Siluman Iframardah

1.6K 128 2
                                    

Lingga melihat ke arah layar teleponnya. Lokasi mengarahkannya ke daerah jalan pintas Dago-Lembang. Jalanan macet. 

Lingga memaki-maki apa pun yang dianggap menghalangi. Tak peduli dengan makian balik yang sama nyaringnya di telinga. Jalanan baru agak kosong saat dia melewati Simpang Dago. Dia melajukan motornya kencang-kencang.

Setelah melewati wilayah Dago Bengkok dan area rumah penduduk, arah menunjukkan ke jalan tanah seukuran jalan mobil, menuju kebun berseling pohon pinus. Lingga memelankan motornya. 

Jalanan sepi. Hanya kebun-kebun yang terlihat. Setelah berkendaraan sekitar satu kilometer, Lingga melihat ada pondok kayu yang terlihat terbengkalai. Terletak di sebelah kanan. Di belakangnya, ada lembahan kebun sayur.

Takut kehadirannya disadari, dia memarkirkan motornya di balik semak yang terlihat lebih rimbun. Dia lepaskan helm dan berjalan setengah berlari sambil menahan agar langkahnya tak berbunyi. Di saat yang sama, dia berusaha mengatur napasnya.

Ketika dia berjalan, mungkin karena sudah mulai bisa berpikir, Lingga baru merasa bahwa dia sudah sangat nekad. Dia langsung bergerak ke sini tanpa memikirkan untuk meminta bantuan siapa pun. Pikirannya mendadak ribut memintanya menghubungi orang lain. Tepat ketika dia sudah berjarak sekitar 20 meter dari pintu rumah kayu rusak, dia mengambil teleponnya. 

Dia mengirimkan lokasi ke nomor Bhadra. Lalu mengetik dengan cepat. Lola dalam bahaya. Aku di sini.

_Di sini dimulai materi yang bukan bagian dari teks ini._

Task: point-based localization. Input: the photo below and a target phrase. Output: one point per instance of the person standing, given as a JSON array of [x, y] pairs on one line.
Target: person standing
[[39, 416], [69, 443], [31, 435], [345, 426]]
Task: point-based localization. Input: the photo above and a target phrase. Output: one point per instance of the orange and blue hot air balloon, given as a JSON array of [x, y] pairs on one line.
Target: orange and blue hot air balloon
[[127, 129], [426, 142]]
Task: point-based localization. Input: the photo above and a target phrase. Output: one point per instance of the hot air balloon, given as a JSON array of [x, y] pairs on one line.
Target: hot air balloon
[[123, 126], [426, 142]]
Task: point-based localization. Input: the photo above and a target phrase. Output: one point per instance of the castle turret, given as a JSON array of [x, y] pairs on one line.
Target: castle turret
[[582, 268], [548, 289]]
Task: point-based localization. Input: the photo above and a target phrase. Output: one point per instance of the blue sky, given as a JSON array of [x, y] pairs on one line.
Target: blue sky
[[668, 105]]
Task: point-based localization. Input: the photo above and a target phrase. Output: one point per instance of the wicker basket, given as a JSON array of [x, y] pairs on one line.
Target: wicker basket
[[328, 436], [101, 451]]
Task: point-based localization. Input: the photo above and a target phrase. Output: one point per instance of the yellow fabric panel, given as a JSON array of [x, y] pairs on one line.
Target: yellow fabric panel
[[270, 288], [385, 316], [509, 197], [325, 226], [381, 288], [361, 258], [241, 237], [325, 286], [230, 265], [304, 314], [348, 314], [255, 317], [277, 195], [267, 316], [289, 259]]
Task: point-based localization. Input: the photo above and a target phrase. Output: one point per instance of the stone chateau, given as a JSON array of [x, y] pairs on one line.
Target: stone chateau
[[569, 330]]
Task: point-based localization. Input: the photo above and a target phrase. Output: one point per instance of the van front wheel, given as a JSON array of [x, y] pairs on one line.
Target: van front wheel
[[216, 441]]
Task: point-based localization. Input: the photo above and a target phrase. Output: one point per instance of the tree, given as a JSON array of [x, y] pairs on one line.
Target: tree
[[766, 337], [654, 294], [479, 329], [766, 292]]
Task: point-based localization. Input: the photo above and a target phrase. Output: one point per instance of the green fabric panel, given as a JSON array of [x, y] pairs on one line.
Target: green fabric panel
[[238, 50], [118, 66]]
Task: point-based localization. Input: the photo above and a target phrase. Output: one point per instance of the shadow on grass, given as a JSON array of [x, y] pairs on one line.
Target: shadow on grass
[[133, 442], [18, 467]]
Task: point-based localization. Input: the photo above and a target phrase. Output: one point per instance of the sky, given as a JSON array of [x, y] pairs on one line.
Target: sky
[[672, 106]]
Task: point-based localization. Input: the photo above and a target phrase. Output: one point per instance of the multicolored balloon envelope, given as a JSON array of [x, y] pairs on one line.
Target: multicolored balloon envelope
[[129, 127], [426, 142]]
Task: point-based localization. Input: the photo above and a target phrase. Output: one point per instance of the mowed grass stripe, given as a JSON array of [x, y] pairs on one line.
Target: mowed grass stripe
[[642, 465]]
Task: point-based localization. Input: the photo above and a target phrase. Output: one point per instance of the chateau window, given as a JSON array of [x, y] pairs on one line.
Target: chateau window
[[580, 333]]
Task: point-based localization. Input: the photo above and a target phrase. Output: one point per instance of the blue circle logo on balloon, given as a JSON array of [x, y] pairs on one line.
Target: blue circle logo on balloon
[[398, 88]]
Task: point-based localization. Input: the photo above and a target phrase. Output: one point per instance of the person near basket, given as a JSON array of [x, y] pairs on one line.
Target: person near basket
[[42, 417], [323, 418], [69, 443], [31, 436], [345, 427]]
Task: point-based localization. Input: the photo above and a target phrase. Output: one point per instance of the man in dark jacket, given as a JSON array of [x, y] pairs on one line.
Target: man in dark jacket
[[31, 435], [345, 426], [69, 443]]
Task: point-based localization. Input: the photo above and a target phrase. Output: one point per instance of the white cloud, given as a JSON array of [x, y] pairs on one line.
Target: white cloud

Setelah dia mengetik, Lingga berjalan mengendap lagi. Dia bergerak ke arah pintu dengan langkah yang lebih pelan.

Pondok kayu itu terkesan seperti gudang tua. Beberapa bagian papan terlihat bolong oleh rayap. Engsel pintunya copot satu. Tak dikunci. Di sisi kiri kanan pintu, papan-papan dipasang rapat. Tidak ada jendela.

Lingga menahan napas mencoba melihat ke arah dalam, dari bagian bolong di pintu. Tak terlihat apa-apa di dalam. Kosong. Lingga menarik napas lagi.

Krrttttttt.

Dia membuka pintu. Suara decitan itu terdengar begitu nyaring menurutnya. Lingga merasa jantungnya berdebar lebih kencang. Ruang berukuran kurang lebih 5 x 6 meter itu lengang, lembab, dan agak gelap. Di lantainya, jerami-jerami kering berserakan. Lingga tidak melihat Lola.

"Lola?" panggilnya pelan.

Tak terdengar suara apa-apa. Lingga melangkah lebih dalam. Dia merasa sangat tegang. Perutnya melilit. Tak ada siapa-siapa di sana. Dia memeriksa sekeliling ruangan. Sampai akhirnya, dia terantuk pada sebuah benda keras. Ujung jari kakinya terasa sangat sakit.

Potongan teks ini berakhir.